Timing Risk is the risk you take when you try to enter or leave the market at exactly the "right" time. You may get it wrong. If you hear about a great opportunity, and buy in, the market may turn sour and drop quickly. At which point you believe you have made a mistake and so sell out of the investment, only to hear that the market improved immediately after you have left. Buying at the top and selling at the bottom is what happens in timing risk.
So how does dollar cost averaging help? Well, realising you cannot control the market is a wise move. Therefore, dollar cost averaging tries to take advantage of the market especially if it is volatile and up one day and down the next. Sound familiar??
This is the ASX 200 share market over the last 12 months.
Here is the scene!!
Let us pretend, you have $2,400 to invest into a share fund. How will you invest the money? (We are cheating just a little because we know ahead of time how the market is going to perform in this imaginary example.) The graph on the right shows the movement of the unit price over the 12 months of investing.

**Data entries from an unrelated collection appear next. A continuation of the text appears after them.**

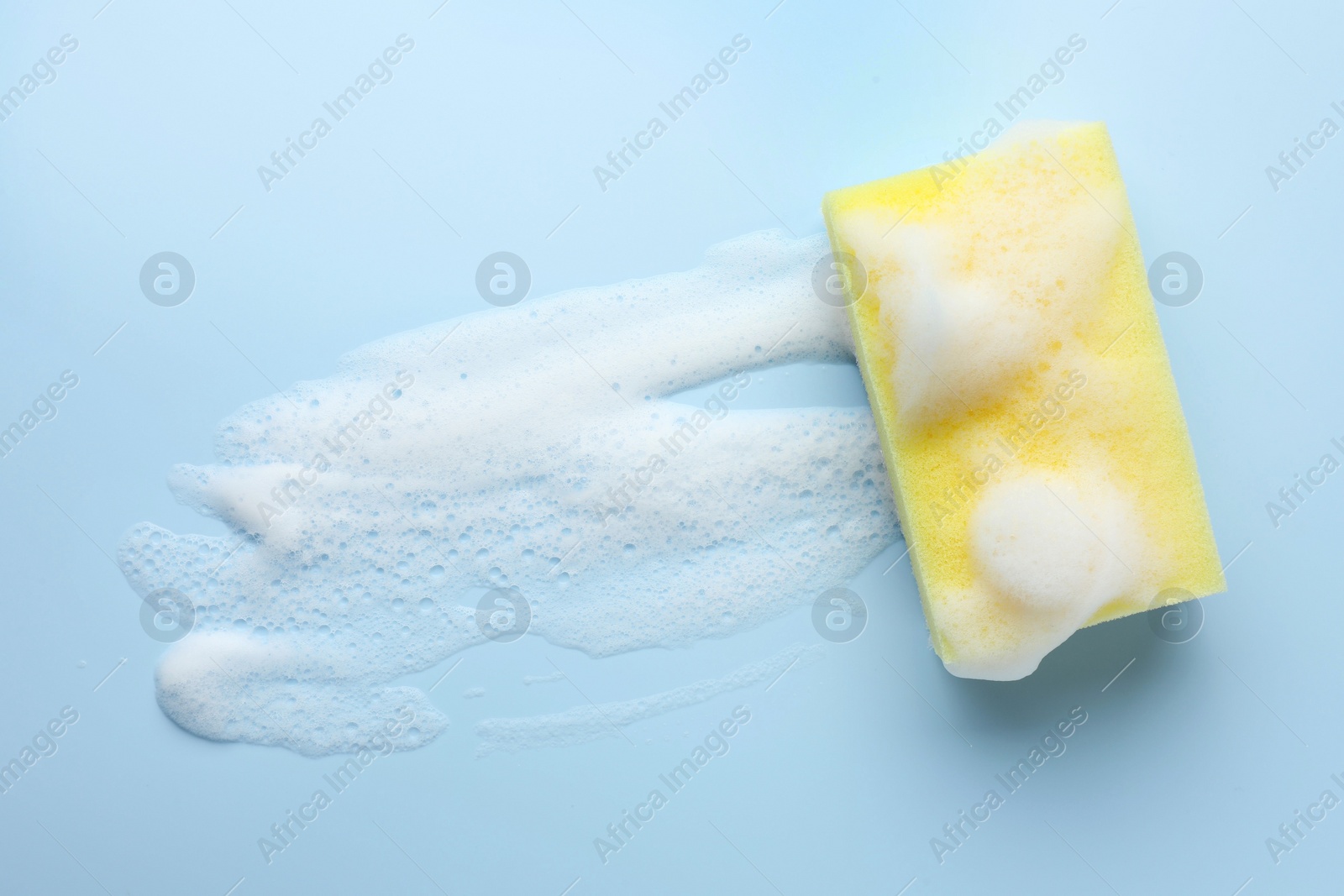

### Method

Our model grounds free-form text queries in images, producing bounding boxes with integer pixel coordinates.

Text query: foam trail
[118,233,898,753]
[475,643,824,757]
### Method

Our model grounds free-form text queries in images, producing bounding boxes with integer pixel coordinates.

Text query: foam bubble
[119,233,898,753]
[946,466,1152,681]
[845,123,1125,425]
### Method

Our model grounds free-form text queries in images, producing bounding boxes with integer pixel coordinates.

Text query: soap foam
[119,233,898,755]
[948,466,1152,681]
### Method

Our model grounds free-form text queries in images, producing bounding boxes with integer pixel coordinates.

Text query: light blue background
[0,0,1344,896]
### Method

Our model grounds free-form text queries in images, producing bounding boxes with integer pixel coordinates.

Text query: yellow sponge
[822,123,1226,679]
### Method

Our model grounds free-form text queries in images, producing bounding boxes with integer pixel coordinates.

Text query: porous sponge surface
[822,123,1226,679]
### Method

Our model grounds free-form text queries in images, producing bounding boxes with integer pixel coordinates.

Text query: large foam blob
[119,233,898,753]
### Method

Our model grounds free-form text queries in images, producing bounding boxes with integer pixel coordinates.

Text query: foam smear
[118,233,898,755]
[475,643,824,757]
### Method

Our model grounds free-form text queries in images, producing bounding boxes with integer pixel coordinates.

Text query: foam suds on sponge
[119,233,898,753]
[825,123,1226,679]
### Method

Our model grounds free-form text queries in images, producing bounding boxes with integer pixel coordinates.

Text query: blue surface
[0,0,1344,896]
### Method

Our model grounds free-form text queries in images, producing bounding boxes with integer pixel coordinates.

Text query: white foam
[948,466,1152,681]
[475,643,825,757]
[119,233,898,753]
[845,123,1125,425]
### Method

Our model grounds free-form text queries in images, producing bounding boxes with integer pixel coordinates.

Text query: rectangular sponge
[822,123,1226,679]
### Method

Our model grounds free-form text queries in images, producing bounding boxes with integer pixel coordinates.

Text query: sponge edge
[822,123,1226,679]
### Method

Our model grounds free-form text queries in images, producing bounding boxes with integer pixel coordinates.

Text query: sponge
[822,123,1226,681]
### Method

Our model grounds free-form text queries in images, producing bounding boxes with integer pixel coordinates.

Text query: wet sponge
[822,123,1226,679]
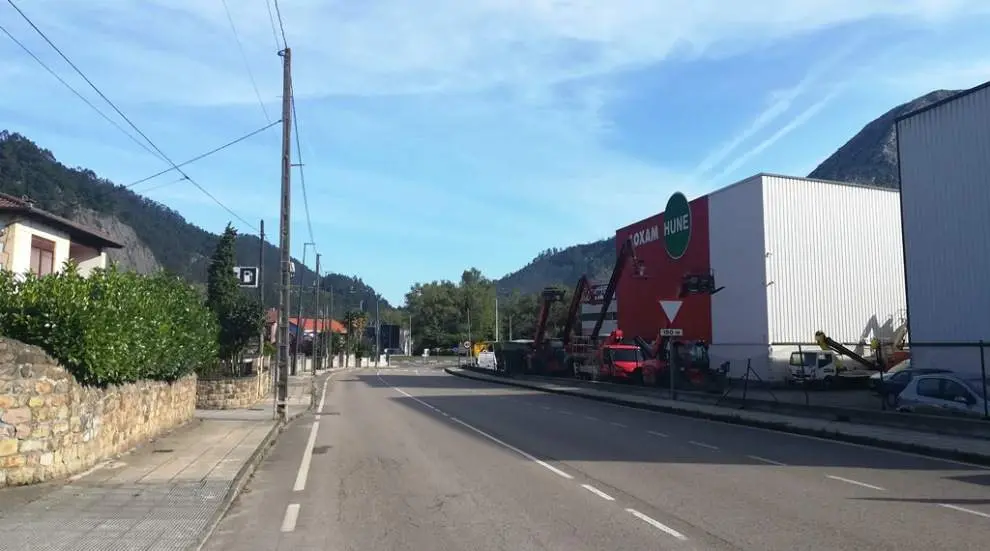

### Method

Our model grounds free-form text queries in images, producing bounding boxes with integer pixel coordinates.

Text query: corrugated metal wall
[763,175,906,358]
[897,83,990,376]
[708,176,770,377]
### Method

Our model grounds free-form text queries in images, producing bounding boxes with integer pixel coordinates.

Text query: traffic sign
[663,191,691,260]
[660,300,684,323]
[234,266,258,287]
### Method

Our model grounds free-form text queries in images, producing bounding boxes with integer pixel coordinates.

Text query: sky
[0,0,990,304]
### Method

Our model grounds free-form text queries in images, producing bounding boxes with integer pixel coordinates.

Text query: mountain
[808,90,961,188]
[0,130,391,310]
[495,90,959,294]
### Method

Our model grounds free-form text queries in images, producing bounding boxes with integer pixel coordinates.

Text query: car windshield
[612,348,640,362]
[966,377,990,398]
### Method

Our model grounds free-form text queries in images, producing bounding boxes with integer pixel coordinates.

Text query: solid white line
[746,455,787,467]
[581,484,615,501]
[825,474,887,492]
[292,421,320,492]
[938,503,990,518]
[282,503,299,532]
[386,383,574,480]
[626,509,687,541]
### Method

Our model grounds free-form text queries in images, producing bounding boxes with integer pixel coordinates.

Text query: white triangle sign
[660,300,684,323]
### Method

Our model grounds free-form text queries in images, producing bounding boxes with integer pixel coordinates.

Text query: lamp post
[292,243,316,375]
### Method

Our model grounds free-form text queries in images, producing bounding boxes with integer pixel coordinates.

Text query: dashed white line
[746,455,787,467]
[938,503,990,518]
[581,484,615,501]
[379,384,574,480]
[292,421,320,492]
[825,474,886,492]
[282,503,299,532]
[626,509,687,541]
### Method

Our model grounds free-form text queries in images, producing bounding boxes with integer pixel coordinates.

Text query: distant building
[0,193,124,276]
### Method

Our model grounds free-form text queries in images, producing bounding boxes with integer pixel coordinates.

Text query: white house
[0,193,123,276]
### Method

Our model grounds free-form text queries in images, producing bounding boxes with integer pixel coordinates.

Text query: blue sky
[0,0,990,303]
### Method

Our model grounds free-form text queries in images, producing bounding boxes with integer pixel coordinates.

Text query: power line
[220,0,272,122]
[124,120,282,188]
[265,0,279,50]
[290,92,316,243]
[7,0,258,231]
[0,21,164,160]
[272,0,289,48]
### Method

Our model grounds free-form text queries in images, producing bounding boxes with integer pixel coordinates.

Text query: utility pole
[313,253,326,377]
[276,48,292,423]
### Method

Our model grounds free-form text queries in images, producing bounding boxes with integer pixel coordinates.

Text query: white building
[896,82,990,372]
[0,193,123,276]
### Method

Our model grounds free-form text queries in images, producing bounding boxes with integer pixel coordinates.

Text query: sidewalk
[444,367,990,465]
[0,374,324,551]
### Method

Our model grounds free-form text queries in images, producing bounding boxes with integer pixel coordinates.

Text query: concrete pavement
[0,376,312,551]
[207,368,990,551]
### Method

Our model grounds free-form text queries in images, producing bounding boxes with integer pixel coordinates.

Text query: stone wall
[196,369,272,409]
[0,337,196,487]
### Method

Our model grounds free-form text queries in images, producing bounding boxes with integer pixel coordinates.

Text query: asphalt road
[206,368,990,551]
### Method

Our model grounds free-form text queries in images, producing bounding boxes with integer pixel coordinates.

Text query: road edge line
[444,367,990,467]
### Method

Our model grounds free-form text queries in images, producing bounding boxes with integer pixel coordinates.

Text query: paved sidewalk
[0,374,324,551]
[445,367,990,465]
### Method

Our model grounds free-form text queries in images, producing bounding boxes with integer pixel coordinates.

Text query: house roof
[0,193,124,249]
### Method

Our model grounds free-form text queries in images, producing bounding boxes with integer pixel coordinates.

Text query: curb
[192,372,333,551]
[444,367,990,467]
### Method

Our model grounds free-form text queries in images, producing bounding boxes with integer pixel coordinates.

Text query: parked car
[870,358,911,391]
[875,367,952,407]
[897,374,990,417]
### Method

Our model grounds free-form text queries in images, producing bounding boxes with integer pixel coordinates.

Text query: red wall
[615,196,712,342]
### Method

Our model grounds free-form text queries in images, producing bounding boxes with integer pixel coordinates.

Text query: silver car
[897,374,990,417]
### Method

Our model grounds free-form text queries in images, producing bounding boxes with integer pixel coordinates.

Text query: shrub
[0,264,218,386]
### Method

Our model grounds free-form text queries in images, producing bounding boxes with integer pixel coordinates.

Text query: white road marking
[581,484,615,501]
[282,503,299,532]
[626,509,687,541]
[746,455,787,467]
[292,421,320,492]
[379,377,574,480]
[825,474,887,492]
[938,503,990,518]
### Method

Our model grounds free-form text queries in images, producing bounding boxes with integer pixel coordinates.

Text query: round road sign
[663,191,692,260]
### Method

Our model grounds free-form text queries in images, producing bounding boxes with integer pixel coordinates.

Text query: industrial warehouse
[615,174,906,380]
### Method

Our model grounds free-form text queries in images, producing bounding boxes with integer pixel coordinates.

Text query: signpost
[660,300,687,400]
[234,266,258,288]
[663,191,692,260]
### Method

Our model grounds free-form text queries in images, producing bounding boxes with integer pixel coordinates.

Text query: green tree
[206,223,265,367]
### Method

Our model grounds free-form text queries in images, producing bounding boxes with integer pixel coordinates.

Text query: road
[206,367,990,551]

Notice how the price is 50 cents in January and after a volatile year, ends at 53 cents. At least there is a little profit.
One way to invest is to take the full amount and invest the $2,400 into the fund in January, then hang on tight for the wild ride ahead.

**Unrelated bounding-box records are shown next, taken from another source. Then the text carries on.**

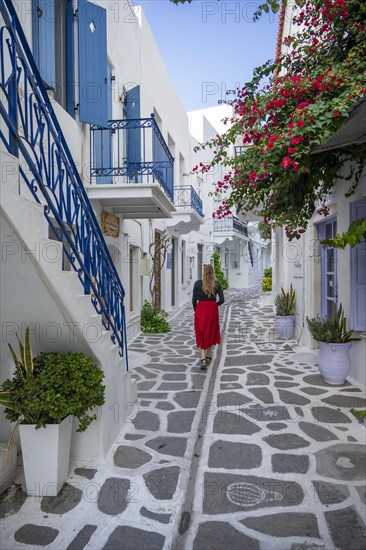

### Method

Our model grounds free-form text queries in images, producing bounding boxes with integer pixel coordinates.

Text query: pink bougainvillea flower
[290,136,304,145]
[281,157,292,168]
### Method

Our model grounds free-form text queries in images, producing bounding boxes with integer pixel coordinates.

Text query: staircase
[0,0,136,459]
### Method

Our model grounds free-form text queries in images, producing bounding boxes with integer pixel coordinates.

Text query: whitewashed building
[272,5,366,385]
[0,0,255,459]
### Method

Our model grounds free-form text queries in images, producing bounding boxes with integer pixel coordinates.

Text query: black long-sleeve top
[192,280,225,309]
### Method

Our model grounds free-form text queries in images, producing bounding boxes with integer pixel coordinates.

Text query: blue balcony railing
[0,0,128,368]
[174,185,203,218]
[213,216,248,237]
[90,115,174,202]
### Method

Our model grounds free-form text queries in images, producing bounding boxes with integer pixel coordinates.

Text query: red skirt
[194,301,220,349]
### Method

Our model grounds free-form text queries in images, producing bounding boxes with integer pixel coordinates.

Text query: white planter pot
[19,417,72,497]
[275,315,295,340]
[318,342,352,385]
[0,443,17,494]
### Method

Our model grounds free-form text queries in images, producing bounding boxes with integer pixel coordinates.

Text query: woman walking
[192,264,225,369]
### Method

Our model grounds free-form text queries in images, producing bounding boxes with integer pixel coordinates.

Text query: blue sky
[134,0,278,111]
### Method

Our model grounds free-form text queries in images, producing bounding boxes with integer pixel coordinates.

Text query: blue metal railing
[174,185,203,218]
[90,115,174,202]
[213,216,248,237]
[0,0,128,369]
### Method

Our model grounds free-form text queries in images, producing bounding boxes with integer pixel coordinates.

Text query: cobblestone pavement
[1,289,366,550]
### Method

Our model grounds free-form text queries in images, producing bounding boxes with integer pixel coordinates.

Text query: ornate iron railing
[90,115,174,202]
[174,185,203,218]
[213,216,248,237]
[0,0,128,369]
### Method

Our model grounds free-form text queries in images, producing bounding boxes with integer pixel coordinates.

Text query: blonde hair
[202,264,216,296]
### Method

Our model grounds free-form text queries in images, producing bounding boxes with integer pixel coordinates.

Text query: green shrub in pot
[0,328,105,432]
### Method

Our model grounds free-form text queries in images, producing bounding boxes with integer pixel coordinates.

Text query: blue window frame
[93,64,113,184]
[350,203,366,331]
[33,0,56,89]
[318,217,338,319]
[33,0,75,116]
[78,0,108,128]
[126,86,141,182]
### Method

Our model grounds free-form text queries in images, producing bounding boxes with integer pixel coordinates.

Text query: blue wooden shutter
[78,0,108,127]
[318,218,338,319]
[33,0,56,88]
[93,64,113,184]
[350,200,366,330]
[126,86,141,181]
[65,0,75,118]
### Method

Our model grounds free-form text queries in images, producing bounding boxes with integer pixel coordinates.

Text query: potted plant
[274,284,296,340]
[0,327,105,496]
[306,304,360,385]
[140,300,172,334]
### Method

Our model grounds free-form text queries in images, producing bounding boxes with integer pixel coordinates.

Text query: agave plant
[306,304,360,344]
[0,327,34,458]
[275,284,296,317]
[0,327,34,411]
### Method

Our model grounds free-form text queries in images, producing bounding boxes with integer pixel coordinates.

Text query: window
[318,218,338,319]
[33,0,75,116]
[350,203,366,331]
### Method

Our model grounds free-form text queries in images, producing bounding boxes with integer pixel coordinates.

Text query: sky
[133,0,278,111]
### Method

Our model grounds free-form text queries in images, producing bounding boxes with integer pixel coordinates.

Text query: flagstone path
[0,288,366,550]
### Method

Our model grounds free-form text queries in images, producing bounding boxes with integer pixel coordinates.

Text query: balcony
[213,216,249,244]
[166,185,204,234]
[87,117,175,219]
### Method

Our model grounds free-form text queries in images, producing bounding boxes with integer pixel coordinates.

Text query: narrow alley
[1,288,366,550]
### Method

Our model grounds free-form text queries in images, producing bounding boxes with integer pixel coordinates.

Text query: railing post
[8,18,18,157]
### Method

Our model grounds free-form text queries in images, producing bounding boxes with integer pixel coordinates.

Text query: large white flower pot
[318,342,352,385]
[19,417,72,497]
[0,443,17,494]
[275,315,295,340]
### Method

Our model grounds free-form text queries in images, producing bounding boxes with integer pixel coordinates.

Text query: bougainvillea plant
[172,0,366,244]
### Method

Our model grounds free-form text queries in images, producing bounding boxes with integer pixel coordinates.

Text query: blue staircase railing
[0,0,128,370]
[90,115,174,202]
[174,185,203,218]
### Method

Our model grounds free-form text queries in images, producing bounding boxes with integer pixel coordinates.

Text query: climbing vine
[178,0,366,244]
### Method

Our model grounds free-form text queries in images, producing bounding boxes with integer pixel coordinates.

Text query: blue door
[93,64,113,184]
[33,0,56,89]
[126,86,141,182]
[78,0,108,128]
[318,218,338,319]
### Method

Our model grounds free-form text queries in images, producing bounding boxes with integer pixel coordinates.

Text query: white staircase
[0,145,137,460]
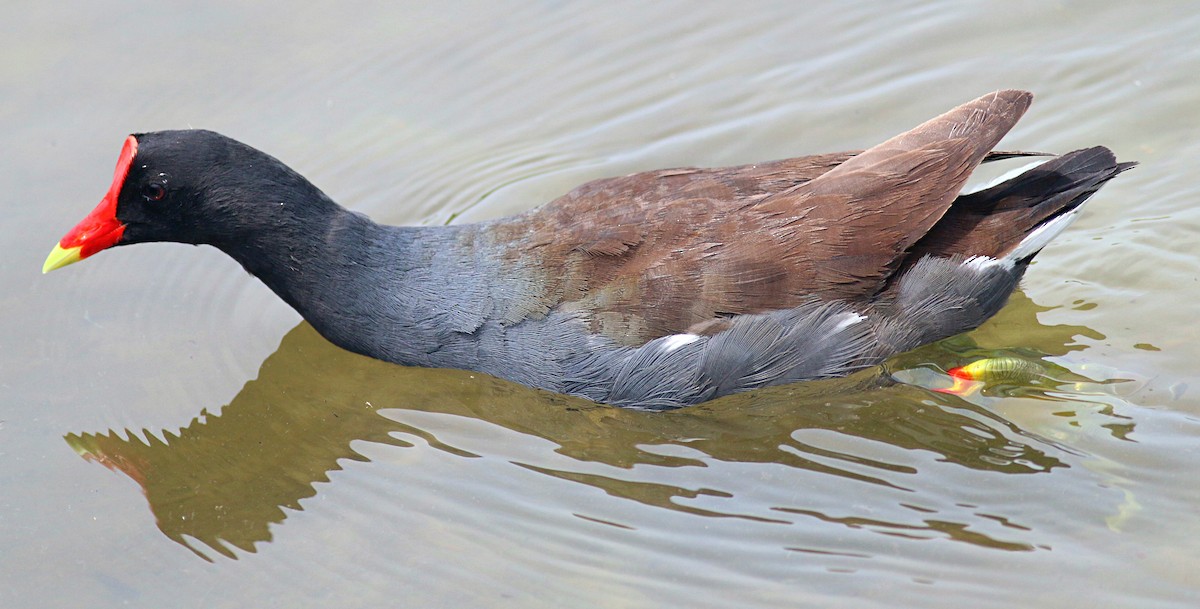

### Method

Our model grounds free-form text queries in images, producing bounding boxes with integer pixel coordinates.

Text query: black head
[43,129,335,272]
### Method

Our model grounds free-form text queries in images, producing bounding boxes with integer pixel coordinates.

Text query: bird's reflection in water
[66,294,1132,559]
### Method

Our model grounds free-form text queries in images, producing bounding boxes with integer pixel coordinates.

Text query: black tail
[905,146,1136,266]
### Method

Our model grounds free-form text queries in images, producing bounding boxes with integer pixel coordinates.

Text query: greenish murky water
[0,1,1200,608]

Since, the unit price is 50 cents each, the $2,400 investment buys 4,800 units and when the year is ended each unit is worth 53 cents.

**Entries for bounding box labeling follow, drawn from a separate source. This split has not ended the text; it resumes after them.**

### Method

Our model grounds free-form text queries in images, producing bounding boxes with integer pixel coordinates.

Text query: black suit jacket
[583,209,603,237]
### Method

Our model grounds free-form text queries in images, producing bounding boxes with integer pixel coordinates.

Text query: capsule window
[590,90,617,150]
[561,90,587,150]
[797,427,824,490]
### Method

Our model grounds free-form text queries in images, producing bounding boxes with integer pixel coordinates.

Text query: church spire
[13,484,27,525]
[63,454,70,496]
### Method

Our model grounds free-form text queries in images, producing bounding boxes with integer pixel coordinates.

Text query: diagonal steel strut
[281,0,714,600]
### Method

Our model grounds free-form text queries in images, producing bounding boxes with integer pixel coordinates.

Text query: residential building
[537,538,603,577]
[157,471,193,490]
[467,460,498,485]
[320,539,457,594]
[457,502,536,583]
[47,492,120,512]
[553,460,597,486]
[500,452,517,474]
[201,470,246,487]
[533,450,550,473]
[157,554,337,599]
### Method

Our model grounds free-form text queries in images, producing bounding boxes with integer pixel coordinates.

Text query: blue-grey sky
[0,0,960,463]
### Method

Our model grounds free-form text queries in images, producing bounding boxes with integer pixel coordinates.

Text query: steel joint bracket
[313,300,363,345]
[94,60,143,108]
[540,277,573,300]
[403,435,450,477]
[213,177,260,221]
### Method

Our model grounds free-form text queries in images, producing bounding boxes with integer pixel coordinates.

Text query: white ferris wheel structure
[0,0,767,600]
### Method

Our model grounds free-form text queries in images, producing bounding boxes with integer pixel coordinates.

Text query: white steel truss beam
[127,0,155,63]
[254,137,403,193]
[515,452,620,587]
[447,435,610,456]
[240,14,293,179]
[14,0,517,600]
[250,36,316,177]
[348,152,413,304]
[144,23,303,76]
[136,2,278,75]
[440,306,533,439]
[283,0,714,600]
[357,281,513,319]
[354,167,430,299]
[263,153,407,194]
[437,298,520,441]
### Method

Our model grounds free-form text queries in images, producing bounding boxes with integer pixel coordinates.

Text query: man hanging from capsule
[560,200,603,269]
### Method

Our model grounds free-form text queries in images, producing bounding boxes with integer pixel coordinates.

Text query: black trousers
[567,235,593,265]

This makes the investment now worth 53 cents x 4,800 units or $2,544.00
This is a profit of $144.00 and represents a gain of 6%.
Dollar cost averaging would break the $2,400 up into 12 deposits of $200 each. So throughout the year you would make a $200 purchase of units each month and you would buy the units at whatever price the market happens to be.
The blue table shows the market unit price and the number of units purchased with the $200.
At year end you have accumulated 5,437.62 units and each one is valued at December's price of 53 cents. This makes the investment worth 53 cents X 5,437.62 units = $2,881.94.
This is a profit of $481.94 which represents a gain of 20.08%.
In both scenes above, the same amount was invested over the same time and it was only the timing that was altered and in this story made a significant improvement on return.
Does dollar cost averaging always work?? No, it does not. The reason why this strategy is profitable is due to a "down" market. A time when prices are more down and struggling than up and growing.
However, if the unit prices were at times shaky but mostly increasing in value, then this strategy may not work and you may profit more by investing everything up front.